In der Druckschrift DE 941 25 55 U1 wird für einen bekannten mehrschichtigen Aufbau für den Deponieaufbau wie Feinmüll, Dränageschicht, Schutzschicht, Kunststoffdichtungsbahn und mineralische Abdichtung eine spezielle Schutzschicht aus Kunststoffkomponenten zum Schutz der Kunststoffdichtungsbahn beschrieben. Die Kunststoffkomponenten beinhalten Fäden, die eine große Fläche aufweisen. Das führt dazu, daß sich die Flächen schneller zusetzen.

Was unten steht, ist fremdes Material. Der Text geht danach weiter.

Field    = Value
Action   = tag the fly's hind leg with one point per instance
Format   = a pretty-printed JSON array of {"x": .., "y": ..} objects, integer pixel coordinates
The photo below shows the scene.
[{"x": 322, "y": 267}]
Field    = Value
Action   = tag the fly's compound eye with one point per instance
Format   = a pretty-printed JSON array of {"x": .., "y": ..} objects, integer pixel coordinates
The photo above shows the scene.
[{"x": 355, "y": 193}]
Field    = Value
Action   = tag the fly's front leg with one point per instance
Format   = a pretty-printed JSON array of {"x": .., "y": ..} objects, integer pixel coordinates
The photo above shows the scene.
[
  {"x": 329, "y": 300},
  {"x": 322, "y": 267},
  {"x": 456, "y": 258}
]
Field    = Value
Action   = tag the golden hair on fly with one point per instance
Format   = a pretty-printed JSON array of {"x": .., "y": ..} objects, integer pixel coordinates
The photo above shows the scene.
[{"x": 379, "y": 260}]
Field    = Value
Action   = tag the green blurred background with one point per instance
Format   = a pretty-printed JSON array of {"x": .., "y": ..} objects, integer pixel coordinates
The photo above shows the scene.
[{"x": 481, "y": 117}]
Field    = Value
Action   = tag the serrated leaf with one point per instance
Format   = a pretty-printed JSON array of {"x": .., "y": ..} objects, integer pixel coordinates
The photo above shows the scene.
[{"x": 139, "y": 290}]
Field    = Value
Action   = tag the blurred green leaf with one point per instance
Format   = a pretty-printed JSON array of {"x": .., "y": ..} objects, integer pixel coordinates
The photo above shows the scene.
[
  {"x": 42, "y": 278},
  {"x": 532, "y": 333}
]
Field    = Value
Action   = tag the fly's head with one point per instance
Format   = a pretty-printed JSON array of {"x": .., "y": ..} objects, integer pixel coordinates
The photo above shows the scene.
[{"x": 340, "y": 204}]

In der Druckschrift WO 89 01547 A1 wird erfindungsgemäß ein Verfahren dargestellt, welches zum Abdichten von Bodenformationen, insbesondere für die Herstellung von Deponien mittels getrockneten Klär- und Gewässerschlämmen bei einem TS- Gehalt von < 70%, anderen getrockneten Zuschlagstoffen, pulverförmigen Wasserglas und Weichgelbildnern hergestellt wird. Der Nachteil dieses Verfahrens besteht darin, daß die wasserglasvergüteten Dichtungssysteme aus Abfallstoffen und Recyclingmaterialien, den Einsatz von kostenaufwendigen Gelbildnern, zur Verringerung der Wasserdurchlässigkeit erfordern.
Nach der Druckschrift DE - OS 44 33 079 A1 wird der Klärschlamm auf einen TS - Gehalt > 70% thermisch vorgetrocknet, anschließend gemahlen und mit pulverförmigen Wasserglas und bindigen Böden vermischt. Der Nachteil dieser Erfindung besteht darin, daß der Kostenaufwand zur thermischen Trocknung des Klärschlamms sehr hoch ist und der zusätzliche Einsatz von Wasserglas erforderlich ist.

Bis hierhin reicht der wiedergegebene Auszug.